In sum, what the plaintiffs have alleged is that they each used Facebook to search for housing based on identified criteria and that no results were returned that met their criteria. They assume (but plead no facts to support) that no results were returned because unidentified advertisers theoretically used Facebook’s Targeting Ad tools to exclude them based on their protected class statuses from seeing paid Ads for housing that they assume (again, with no facts alleged in support) were available and would have otherwise met their criteria. Plaintiffs’ claim that Facebook denied them access to unidentified Ads is the sort of generalized grievance that is insufficient to support standing.

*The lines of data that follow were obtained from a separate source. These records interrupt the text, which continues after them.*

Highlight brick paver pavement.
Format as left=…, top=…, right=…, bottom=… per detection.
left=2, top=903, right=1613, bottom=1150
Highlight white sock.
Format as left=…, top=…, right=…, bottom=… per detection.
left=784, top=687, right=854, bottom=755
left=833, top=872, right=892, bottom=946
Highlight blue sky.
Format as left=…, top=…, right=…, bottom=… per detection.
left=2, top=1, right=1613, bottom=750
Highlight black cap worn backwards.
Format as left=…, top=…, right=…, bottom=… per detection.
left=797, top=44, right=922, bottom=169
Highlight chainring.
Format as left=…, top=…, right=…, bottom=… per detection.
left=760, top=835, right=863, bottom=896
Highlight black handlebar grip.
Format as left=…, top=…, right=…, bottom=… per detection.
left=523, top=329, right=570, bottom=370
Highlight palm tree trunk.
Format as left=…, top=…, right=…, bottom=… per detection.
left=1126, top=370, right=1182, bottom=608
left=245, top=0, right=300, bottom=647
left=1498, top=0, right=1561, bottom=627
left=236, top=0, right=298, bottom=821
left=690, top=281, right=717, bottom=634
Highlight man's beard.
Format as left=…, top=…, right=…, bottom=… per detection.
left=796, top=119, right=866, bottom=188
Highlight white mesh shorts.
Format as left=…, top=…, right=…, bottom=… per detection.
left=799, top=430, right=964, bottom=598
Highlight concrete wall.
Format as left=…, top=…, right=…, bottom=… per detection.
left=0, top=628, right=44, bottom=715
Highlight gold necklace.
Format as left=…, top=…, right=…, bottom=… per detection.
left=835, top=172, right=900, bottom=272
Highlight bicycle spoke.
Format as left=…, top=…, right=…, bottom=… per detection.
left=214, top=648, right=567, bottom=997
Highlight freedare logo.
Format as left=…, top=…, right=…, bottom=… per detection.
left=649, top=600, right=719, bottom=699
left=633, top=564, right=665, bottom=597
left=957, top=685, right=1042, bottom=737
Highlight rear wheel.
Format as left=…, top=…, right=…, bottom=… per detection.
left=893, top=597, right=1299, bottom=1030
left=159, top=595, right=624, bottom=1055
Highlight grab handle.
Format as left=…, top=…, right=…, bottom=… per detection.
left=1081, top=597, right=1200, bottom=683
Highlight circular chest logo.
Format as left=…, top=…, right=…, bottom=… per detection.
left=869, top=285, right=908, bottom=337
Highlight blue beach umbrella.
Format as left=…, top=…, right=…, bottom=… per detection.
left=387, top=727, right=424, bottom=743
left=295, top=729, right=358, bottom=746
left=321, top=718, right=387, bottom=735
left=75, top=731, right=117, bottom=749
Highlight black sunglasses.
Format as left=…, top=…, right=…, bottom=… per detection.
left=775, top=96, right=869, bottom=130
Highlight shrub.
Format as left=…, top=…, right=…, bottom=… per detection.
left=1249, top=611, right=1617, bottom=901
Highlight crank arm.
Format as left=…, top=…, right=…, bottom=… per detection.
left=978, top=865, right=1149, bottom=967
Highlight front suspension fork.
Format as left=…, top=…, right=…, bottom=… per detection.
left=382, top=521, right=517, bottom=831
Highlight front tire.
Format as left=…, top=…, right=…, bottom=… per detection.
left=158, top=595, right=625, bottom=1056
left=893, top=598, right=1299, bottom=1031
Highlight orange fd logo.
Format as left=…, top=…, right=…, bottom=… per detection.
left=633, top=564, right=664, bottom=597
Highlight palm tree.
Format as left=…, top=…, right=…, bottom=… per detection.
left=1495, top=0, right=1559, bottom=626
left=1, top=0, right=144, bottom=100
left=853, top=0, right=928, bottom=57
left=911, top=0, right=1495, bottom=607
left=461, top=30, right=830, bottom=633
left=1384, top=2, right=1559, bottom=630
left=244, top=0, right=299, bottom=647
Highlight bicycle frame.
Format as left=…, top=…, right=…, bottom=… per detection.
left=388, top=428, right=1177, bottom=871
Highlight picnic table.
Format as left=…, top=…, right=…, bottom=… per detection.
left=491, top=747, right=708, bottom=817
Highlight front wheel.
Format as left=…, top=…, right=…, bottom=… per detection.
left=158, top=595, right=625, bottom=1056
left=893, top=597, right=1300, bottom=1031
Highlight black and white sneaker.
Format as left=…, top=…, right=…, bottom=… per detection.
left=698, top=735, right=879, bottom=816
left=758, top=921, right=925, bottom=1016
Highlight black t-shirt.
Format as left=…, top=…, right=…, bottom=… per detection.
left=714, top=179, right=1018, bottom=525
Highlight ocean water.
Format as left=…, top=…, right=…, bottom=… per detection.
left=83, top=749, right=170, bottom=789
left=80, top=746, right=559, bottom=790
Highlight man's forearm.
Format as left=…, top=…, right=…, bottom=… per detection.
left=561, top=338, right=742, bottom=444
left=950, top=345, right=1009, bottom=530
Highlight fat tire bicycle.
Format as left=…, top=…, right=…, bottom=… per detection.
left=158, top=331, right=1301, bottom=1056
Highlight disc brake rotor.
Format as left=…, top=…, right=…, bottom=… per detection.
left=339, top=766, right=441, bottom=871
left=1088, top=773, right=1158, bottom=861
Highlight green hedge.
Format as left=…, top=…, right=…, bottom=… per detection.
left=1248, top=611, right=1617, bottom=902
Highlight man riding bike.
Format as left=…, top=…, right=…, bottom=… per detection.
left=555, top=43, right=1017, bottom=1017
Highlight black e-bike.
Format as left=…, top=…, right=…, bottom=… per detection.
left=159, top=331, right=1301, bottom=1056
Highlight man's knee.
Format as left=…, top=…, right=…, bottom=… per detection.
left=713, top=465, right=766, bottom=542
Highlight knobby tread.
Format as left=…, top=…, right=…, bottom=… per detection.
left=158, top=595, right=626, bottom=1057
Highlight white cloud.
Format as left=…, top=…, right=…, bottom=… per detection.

Section 230. The plaintiffs allege Facebook had a role in “creating, promoting use of, and profiting from paid advertisers’ use of the Targeting Ad tools.” The court distinguishes Roommates.com: “Unlike in Roommates where use of the discriminatory criteria was mandated, here use of the tools was neither mandated nor inherently discriminatory given the design of the tools for use by a wide variety of advertisers.” Plus, citing Dyroff, the court says Facebook’s ad tools were “neutral.”

Some points to reinforce:

  • This is another example of how Section 230 can preempt federal anti-discrimination claims. That’s not a new principle–I teach the Noah v. AOL case from 2003, which reached the same result–but it’s still worth reiterating.
  • Section 230 applies even when plaintiffs allege that the service used targeting algorithms.
  • I still have no idea what “neutrality” means in this context.
  • Facebook has deprecated the functionality that would permit housing ad targeting based on protected categories.
  • Anyone rolling out self-service ad tools really ought to anticipate the potential discriminatory uses before launching the tools.